Consider a group of commodities that have in common ingredients which satisfy certain requirements. Thus the minimum cost diet assumes that people require minimal amounts of certain nutrients. Different foods contain different amounts of these nutrients so a particular food can be described by its nutrients. This poses the problem of finding the cheapest collection of foods that can satisfy these minimal nutritional requirements. Indicator functions are useful for solving this problem. Let there be n basic requirements. The indicator function Φ(S) is n-vector with coordinates equal to 0 or 1. If the commodity S has characteristic j, then the jth coordinate of Φ(S) is 1 and if it does not have characteristic j, then the jth coordinate of Φ(S) is 0. Therefore, the number of different commodities defined by the presence or absence of a characteristic is 2 n −1, excluding the commodity without any characteristics.
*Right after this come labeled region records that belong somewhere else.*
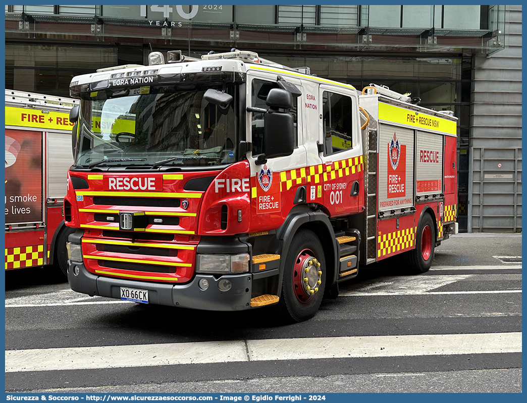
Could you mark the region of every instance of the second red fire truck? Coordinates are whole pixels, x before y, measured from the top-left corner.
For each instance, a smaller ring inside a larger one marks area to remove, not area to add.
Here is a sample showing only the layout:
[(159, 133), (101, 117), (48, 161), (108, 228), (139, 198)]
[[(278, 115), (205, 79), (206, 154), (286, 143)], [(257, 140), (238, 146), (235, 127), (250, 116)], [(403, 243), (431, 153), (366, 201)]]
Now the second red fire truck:
[(74, 230), (62, 210), (78, 100), (5, 90), (5, 270), (53, 265), (64, 276)]
[(369, 264), (426, 271), (457, 232), (450, 113), (251, 52), (168, 57), (71, 82), (73, 290), (299, 321)]

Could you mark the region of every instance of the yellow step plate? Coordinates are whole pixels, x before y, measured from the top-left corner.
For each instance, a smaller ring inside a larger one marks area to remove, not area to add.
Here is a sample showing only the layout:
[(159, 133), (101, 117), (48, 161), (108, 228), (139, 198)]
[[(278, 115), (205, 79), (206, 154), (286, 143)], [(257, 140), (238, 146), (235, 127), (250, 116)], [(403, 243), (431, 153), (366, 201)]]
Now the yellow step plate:
[(352, 270), (348, 270), (347, 272), (344, 272), (344, 273), (339, 273), (338, 274), (339, 277), (345, 277), (346, 276), (349, 276), (350, 274), (353, 274), (354, 273), (357, 272), (357, 269), (354, 268)]
[(251, 299), (251, 306), (263, 306), (265, 305), (270, 305), (278, 302), (280, 298), (278, 295), (271, 295), (270, 294), (266, 294), (265, 295), (260, 295)]
[(256, 256), (252, 256), (252, 264), (265, 263), (266, 262), (278, 260), (279, 258), (280, 255), (257, 255)]
[(346, 242), (353, 242), (356, 239), (354, 236), (339, 236), (337, 238), (337, 242), (339, 244), (345, 244)]

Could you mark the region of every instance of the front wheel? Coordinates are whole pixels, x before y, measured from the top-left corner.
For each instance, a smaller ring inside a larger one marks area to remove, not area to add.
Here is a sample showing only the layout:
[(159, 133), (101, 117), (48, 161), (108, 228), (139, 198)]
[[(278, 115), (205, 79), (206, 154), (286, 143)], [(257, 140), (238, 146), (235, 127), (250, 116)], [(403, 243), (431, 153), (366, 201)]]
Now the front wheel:
[(408, 269), (414, 274), (425, 273), (434, 260), (435, 246), (435, 225), (428, 213), (421, 217), (417, 225), (415, 249), (404, 254)]
[(284, 317), (301, 322), (315, 316), (322, 302), (327, 270), (318, 238), (313, 231), (299, 231), (286, 257), (279, 303)]
[(75, 231), (74, 228), (64, 227), (61, 230), (55, 241), (54, 265), (58, 269), (57, 272), (62, 273), (64, 277), (67, 277), (67, 250), (66, 244), (70, 234), (73, 234)]

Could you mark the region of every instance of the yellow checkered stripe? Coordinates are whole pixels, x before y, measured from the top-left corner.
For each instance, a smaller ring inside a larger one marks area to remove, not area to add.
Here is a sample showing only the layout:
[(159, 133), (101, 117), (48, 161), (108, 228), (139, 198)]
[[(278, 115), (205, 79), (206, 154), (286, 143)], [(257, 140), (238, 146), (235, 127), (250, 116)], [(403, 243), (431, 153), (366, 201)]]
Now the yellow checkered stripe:
[(403, 249), (413, 247), (416, 232), (416, 229), (409, 228), (389, 234), (381, 234), (379, 232), (377, 237), (377, 257), (380, 257)]
[(457, 205), (453, 204), (450, 206), (445, 206), (443, 222), (450, 223), (451, 221), (455, 221), (457, 215)]
[(42, 266), (44, 264), (44, 245), (5, 248), (5, 270)]
[(280, 172), (280, 190), (287, 190), (294, 185), (318, 184), (354, 175), (363, 170), (363, 156), (335, 161), (328, 165), (320, 164)]

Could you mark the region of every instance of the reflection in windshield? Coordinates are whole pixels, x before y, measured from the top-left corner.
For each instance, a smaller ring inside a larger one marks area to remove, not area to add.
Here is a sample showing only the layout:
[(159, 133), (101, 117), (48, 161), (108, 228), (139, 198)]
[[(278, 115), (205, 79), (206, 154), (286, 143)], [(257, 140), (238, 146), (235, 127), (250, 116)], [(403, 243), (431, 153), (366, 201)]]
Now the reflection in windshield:
[[(233, 88), (226, 92), (234, 97)], [(183, 166), (235, 162), (234, 101), (221, 108), (205, 100), (204, 93), (81, 101), (76, 166), (104, 160), (100, 165), (152, 166), (169, 159), (165, 164)]]

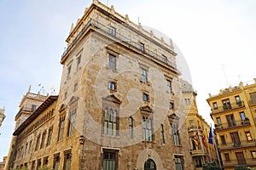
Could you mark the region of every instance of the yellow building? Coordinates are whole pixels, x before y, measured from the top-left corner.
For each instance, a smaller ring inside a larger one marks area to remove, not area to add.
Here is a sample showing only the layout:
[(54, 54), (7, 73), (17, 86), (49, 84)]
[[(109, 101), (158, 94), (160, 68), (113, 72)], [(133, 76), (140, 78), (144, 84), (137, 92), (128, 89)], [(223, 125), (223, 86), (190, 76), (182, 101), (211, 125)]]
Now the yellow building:
[(189, 131), (190, 154), (195, 169), (202, 169), (206, 162), (217, 162), (217, 152), (213, 144), (208, 144), (210, 126), (199, 115), (196, 105), (196, 92), (188, 82), (182, 80), (182, 94), (187, 115), (186, 125)]
[(224, 169), (236, 165), (256, 167), (256, 79), (209, 94), (211, 116)]
[(20, 105), (7, 169), (193, 169), (172, 41), (94, 0), (67, 42), (60, 94)]

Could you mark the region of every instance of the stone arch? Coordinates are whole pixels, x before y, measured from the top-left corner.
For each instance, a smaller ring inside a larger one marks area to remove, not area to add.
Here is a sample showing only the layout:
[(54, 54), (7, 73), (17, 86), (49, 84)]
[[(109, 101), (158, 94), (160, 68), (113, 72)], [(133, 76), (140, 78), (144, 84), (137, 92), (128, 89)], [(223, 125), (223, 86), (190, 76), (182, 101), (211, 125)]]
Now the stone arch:
[(137, 160), (137, 168), (138, 170), (144, 170), (144, 163), (148, 159), (152, 159), (154, 162), (157, 169), (164, 170), (160, 156), (155, 150), (151, 149), (145, 149), (140, 153)]

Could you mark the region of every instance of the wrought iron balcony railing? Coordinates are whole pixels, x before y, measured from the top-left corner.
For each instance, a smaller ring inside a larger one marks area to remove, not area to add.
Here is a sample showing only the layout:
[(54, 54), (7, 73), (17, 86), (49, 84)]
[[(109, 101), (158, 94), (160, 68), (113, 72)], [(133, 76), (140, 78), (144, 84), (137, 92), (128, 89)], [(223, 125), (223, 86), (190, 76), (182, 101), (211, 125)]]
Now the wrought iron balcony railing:
[[(159, 55), (156, 53), (156, 49), (154, 49), (153, 48), (147, 48), (146, 46), (143, 47), (142, 50), (142, 46), (140, 43), (134, 42), (131, 40), (131, 37), (125, 37), (121, 33), (115, 31), (114, 34), (113, 31), (110, 31), (109, 26), (104, 26), (102, 23), (90, 19), (90, 20), (87, 22), (87, 24), (84, 26), (84, 27), (82, 29), (82, 31), (77, 35), (77, 37), (74, 38), (74, 40), (69, 44), (67, 48), (64, 51), (64, 53), (61, 55), (61, 60), (66, 56), (66, 54), (73, 48), (74, 44), (79, 40), (79, 38), (82, 37), (82, 35), (86, 31), (86, 30), (92, 26), (96, 31), (101, 31), (102, 33), (108, 34), (108, 36), (112, 37), (117, 42), (123, 42), (129, 45), (129, 47), (133, 47), (137, 50), (140, 50), (142, 53), (144, 53), (148, 55), (149, 55), (151, 58), (157, 60), (160, 63), (166, 65), (168, 66), (171, 66), (177, 69), (175, 60), (167, 60), (166, 57)], [(171, 49), (170, 49), (171, 50)]]
[(256, 146), (255, 139), (251, 141), (242, 140), (240, 142), (230, 142), (226, 144), (221, 144), (218, 145), (219, 150), (230, 150), (230, 149), (236, 149), (236, 148), (247, 148)]
[(219, 113), (222, 111), (230, 110), (237, 108), (244, 107), (244, 102), (241, 101), (238, 103), (226, 104), (220, 107), (212, 109), (212, 114)]
[(236, 167), (237, 165), (256, 166), (256, 159), (246, 158), (245, 160), (224, 160), (224, 167)]
[(221, 124), (215, 124), (215, 130), (220, 131), (220, 130), (225, 130), (229, 128), (234, 128), (237, 127), (244, 127), (244, 126), (250, 126), (250, 121), (248, 119), (244, 121), (232, 121), (230, 122), (225, 122)]

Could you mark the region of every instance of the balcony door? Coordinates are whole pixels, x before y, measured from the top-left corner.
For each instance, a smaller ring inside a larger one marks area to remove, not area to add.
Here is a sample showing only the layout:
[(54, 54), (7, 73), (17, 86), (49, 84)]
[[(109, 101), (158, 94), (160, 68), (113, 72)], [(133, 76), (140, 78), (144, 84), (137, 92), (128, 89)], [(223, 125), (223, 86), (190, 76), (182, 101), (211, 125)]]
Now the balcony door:
[(226, 116), (229, 127), (236, 127), (236, 121), (233, 115)]
[(236, 152), (236, 156), (238, 165), (247, 164), (242, 152)]
[(224, 110), (231, 109), (231, 105), (230, 105), (230, 102), (229, 99), (222, 100), (222, 103), (223, 103), (223, 109)]
[(239, 134), (237, 132), (230, 133), (231, 140), (234, 147), (239, 147), (241, 144)]

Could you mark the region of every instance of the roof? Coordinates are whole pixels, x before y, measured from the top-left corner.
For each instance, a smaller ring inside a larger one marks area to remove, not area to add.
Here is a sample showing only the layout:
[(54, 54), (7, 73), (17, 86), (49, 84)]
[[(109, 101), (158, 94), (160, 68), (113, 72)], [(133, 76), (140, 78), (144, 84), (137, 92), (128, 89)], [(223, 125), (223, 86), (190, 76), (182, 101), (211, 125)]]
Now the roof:
[(22, 130), (35, 120), (43, 111), (57, 100), (58, 95), (49, 96), (45, 101), (15, 131), (13, 135), (20, 134)]

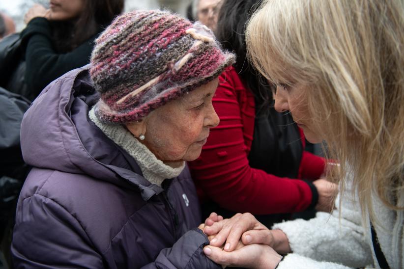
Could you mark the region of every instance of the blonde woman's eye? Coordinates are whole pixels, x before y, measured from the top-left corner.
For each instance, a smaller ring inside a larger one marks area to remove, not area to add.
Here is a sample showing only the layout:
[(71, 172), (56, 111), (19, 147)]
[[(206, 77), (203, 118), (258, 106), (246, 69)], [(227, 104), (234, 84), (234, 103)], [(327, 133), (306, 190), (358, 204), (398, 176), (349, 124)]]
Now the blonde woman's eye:
[(289, 88), (289, 85), (287, 85), (287, 84), (286, 84), (284, 83), (278, 83), (278, 85), (280, 86), (280, 87), (282, 87), (282, 88), (283, 88), (285, 90), (287, 90)]

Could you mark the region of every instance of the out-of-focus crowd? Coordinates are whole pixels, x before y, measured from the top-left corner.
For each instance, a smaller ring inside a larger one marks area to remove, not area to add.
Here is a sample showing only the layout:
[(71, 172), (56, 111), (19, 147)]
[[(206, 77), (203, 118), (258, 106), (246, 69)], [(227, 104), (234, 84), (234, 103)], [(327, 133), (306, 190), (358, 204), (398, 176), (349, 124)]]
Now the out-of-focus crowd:
[(404, 266), (402, 1), (123, 8), (0, 13), (0, 267)]

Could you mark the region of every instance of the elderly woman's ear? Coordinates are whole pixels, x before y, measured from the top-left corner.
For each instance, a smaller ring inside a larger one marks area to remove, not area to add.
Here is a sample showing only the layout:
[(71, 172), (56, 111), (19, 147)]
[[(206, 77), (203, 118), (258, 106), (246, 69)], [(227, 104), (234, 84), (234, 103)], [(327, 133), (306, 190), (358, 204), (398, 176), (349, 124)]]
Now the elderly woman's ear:
[(144, 120), (132, 121), (126, 124), (126, 128), (139, 140), (144, 140), (146, 134), (146, 121)]

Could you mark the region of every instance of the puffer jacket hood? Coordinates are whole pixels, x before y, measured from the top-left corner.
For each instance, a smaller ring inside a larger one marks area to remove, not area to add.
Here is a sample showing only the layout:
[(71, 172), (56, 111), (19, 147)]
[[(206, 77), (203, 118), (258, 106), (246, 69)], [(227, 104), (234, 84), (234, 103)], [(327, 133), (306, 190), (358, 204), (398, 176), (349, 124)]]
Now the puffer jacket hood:
[(24, 116), (33, 166), (21, 190), (11, 247), (15, 268), (220, 268), (188, 169), (162, 187), (88, 119), (99, 97), (89, 66), (49, 84)]
[(142, 172), (133, 158), (86, 117), (99, 98), (88, 76), (89, 68), (75, 69), (51, 83), (25, 113), (21, 126), (25, 161), (34, 167), (88, 175), (125, 188), (134, 185), (145, 199), (161, 192), (161, 188), (139, 176)]

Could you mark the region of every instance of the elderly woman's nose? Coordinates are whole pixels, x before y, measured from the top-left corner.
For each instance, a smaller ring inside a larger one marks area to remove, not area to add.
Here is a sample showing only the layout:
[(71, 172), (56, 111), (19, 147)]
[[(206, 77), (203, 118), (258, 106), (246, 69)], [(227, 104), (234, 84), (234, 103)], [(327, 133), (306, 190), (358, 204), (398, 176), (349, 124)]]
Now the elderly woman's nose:
[(278, 89), (275, 96), (275, 109), (278, 112), (285, 112), (289, 110), (289, 104), (285, 90)]

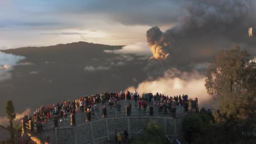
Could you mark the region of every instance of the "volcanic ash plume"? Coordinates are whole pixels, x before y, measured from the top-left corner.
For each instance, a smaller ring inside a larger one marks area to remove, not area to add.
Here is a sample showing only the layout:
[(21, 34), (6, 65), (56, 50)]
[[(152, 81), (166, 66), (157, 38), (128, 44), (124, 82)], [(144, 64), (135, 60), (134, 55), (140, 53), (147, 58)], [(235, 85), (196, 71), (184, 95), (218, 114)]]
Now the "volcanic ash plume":
[[(149, 60), (148, 69), (155, 68), (157, 66), (155, 64), (162, 63), (167, 64), (166, 67), (169, 68), (179, 65), (179, 61), (183, 61), (186, 64), (195, 57), (199, 59), (203, 57), (200, 55), (200, 51), (206, 44), (217, 51), (229, 40), (235, 42), (237, 36), (230, 35), (230, 33), (243, 29), (243, 21), (251, 21), (248, 16), (253, 11), (253, 6), (251, 5), (255, 5), (256, 1), (193, 0), (187, 3), (189, 5), (184, 7), (178, 17), (176, 26), (164, 32), (157, 27), (147, 32), (148, 45), (153, 53)], [(224, 38), (220, 40), (221, 44), (217, 39), (220, 37)], [(219, 49), (216, 49), (216, 44), (220, 46), (217, 48)]]

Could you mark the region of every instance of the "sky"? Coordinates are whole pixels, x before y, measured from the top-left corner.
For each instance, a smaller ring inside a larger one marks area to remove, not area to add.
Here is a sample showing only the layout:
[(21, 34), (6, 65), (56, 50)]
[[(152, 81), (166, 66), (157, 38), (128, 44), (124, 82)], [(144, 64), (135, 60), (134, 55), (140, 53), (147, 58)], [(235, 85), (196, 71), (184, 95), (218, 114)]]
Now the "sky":
[(1, 0), (0, 49), (80, 41), (146, 42), (150, 27), (175, 24), (182, 1)]

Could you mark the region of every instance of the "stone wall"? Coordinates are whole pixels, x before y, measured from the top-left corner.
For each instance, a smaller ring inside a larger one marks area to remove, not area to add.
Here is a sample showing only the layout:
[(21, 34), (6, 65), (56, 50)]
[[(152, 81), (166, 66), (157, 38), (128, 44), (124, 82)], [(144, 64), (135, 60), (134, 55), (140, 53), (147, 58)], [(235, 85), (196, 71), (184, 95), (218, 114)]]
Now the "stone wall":
[(123, 130), (127, 130), (129, 137), (134, 138), (147, 122), (152, 121), (159, 122), (170, 137), (182, 135), (182, 117), (173, 119), (171, 117), (130, 116), (101, 118), (74, 126), (53, 126), (44, 130), (40, 139), (43, 142), (49, 135), (51, 144), (104, 144), (106, 140), (115, 139), (116, 131), (123, 136)]

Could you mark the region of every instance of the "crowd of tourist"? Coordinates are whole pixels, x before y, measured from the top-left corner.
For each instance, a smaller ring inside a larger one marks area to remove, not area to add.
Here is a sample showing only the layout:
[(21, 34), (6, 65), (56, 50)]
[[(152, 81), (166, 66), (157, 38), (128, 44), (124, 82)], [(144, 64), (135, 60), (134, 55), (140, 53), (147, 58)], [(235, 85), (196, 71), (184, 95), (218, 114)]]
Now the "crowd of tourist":
[[(62, 101), (47, 107), (42, 105), (40, 108), (36, 109), (33, 117), (29, 115), (24, 117), (26, 120), (32, 120), (36, 122), (40, 120), (44, 123), (54, 116), (60, 118), (60, 121), (67, 120), (68, 113), (75, 114), (77, 112), (88, 112), (91, 113), (92, 117), (94, 115), (95, 110), (93, 105), (101, 103), (105, 104), (108, 102), (108, 107), (110, 111), (113, 107), (115, 107), (118, 114), (121, 113), (121, 106), (119, 103), (120, 100), (133, 99), (139, 106), (139, 109), (141, 109), (144, 113), (148, 107), (148, 102), (152, 104), (158, 109), (158, 112), (164, 114), (176, 112), (176, 106), (184, 106), (185, 111), (188, 110), (188, 96), (183, 95), (169, 96), (164, 94), (157, 93), (153, 95), (152, 93), (143, 93), (140, 96), (135, 90), (133, 93), (127, 91), (126, 93), (123, 91), (113, 92), (112, 91), (102, 92), (101, 94), (95, 94), (91, 96), (84, 96), (77, 99), (67, 101)], [(197, 99), (193, 101), (193, 107), (196, 107)], [(128, 106), (131, 109), (131, 104), (129, 103)], [(131, 111), (130, 111), (131, 112)]]

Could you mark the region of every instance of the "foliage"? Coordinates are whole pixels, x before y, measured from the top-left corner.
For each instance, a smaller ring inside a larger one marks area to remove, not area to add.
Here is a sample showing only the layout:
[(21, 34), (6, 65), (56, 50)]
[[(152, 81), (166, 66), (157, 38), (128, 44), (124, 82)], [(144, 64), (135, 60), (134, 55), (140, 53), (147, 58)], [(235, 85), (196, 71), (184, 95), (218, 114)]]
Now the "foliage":
[(5, 107), (5, 112), (7, 114), (7, 118), (10, 121), (13, 121), (16, 117), (14, 112), (14, 107), (12, 101), (7, 101), (6, 107)]
[(145, 130), (135, 140), (135, 144), (163, 144), (165, 136), (163, 128), (156, 121), (149, 122)]
[(249, 63), (248, 58), (247, 51), (238, 46), (222, 51), (206, 70), (208, 93), (219, 101), (213, 115), (216, 120), (225, 123), (226, 131), (249, 131), (245, 128), (255, 121), (256, 65)]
We may say two commodities S and T are complements if their indicator functions are orthogonal. This means Φ(S)'Φ(T) = 0 if and only if S ⋂ T = Ø and S ⋃ T = N, where N is the commodity with all n characteristics that all coordinates of Φ(N) are 1. This notation can also measure the degree to which two commodities are substitutes using the scalar product Φ(S)'Φ(T). This measure is between 0 and the number of their common features. Hence if S and T have n − 1 features in common so that either S or T must posses all n features and the other n − 1 features, then their scalar product is n − 1. It is the maximal degree of substitutability that can occur in this model. Substitutability between two commodities is least when their indicator functions are orthogonal so that the two commodities have nothing in common.